Configure the parameters described in the following table based on the job template. Keep the default values of other parameters.
Parameter
Description
token
The token that is used to authenticate computing resources when you submit the Spark job. You can obtain the token by performing the following steps in the Lindorm console: Click the ID of the Lindorm instance. In the left-side navigation pane, click Database Connections, and then click the Compute Engine tab.
mainResource
The path in which the JAR package or Python file of the job is stored in OSS or HDFS.
mainClass
The class that is used as the entry point for your program in the JAR Spark job.
args
The parameter that is passed to the mainClass parameter.
configs
System parameters of the Spark job. If the job is uploaded to OSS, you must configure the following parameters in configs:
spark.hadoop.fs.oss.endpoint: The path in which the Spark job is stored in OSS.
spark.hadoop.fs.oss.accessKeyId: The AccessKey ID used to access OSS. You can obtain the AccessKey ID in the console. For more information, see Obtain an AccessKey pair.
spark.hadoop.fs.oss.accessKeySecret: The AccessKey secret used to access OSS. You can obtain the AccessKey secret in the console. For more information, see Obtain an AccessKey pair.
spark.hadoop.fs.oss.impl: The class used to access OSS. Set the value to org.apache.hadoop.fs.aliyun.oss.AliyunOSSFileSystem.
Click Save in the upper-right corner of the page.
Click Run in the upper-right corner of the page.
View the details of a Spark job
Log on to the Lindorm console.
In the upper-left corner of the page, select the region where the instance is deployed.
On the Instances page, click the ID of the instance that you want to manage or click Manage in the Actions column corresponding to the instance.
In the left-side navigation pane, click Compute Engine.
Click the Jobs tab to view the details of a Spark job.
Spark job information
Description
JobId
The ID of the Spark job.
AppName
The name of the Spark job.
WebUI Address
The address of the Spark web UI. You can copy the address of the Spark web UI, paste the address in the address bar of your browser, and log on to the Spark web UI by using the username and password of LindormTable to view the details of the Spark job.
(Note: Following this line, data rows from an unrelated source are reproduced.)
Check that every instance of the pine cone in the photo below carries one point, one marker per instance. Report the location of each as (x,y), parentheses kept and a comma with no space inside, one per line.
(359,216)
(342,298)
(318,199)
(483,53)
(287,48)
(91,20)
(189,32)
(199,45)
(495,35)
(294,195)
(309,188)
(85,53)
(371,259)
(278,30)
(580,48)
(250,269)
For the detailed information that is displayed on the Spark web UI page, see View the information about Spark jobs.
NoteYou can obtain the default username and password of LindormTable on the Wide Table Engine tab of the Database Connections page.
Status
The status of the Spark job.
Details
The details of the Spark job status.
Actions
Operations that can be performed on the Spark job.
Terminate a Spark job
Only Spark jobs that are in the Starting or Running state can be terminated.
The termination of Spark jobs does not affect the Lindorm instance.
Log on to the Lindorm console.
In the upper-left corner of the page, select the region where the instance is deployed.
On the Instances page, click the ID of the instance that you want to manage or click Manage in the Actions column corresponding to the instance.
In the left-side navigation pane, click Compute Engine.
Click the Jobs tab.
Find the Spark job that you want to terminate and then click Stop Job in the Actions column corresponding to the job.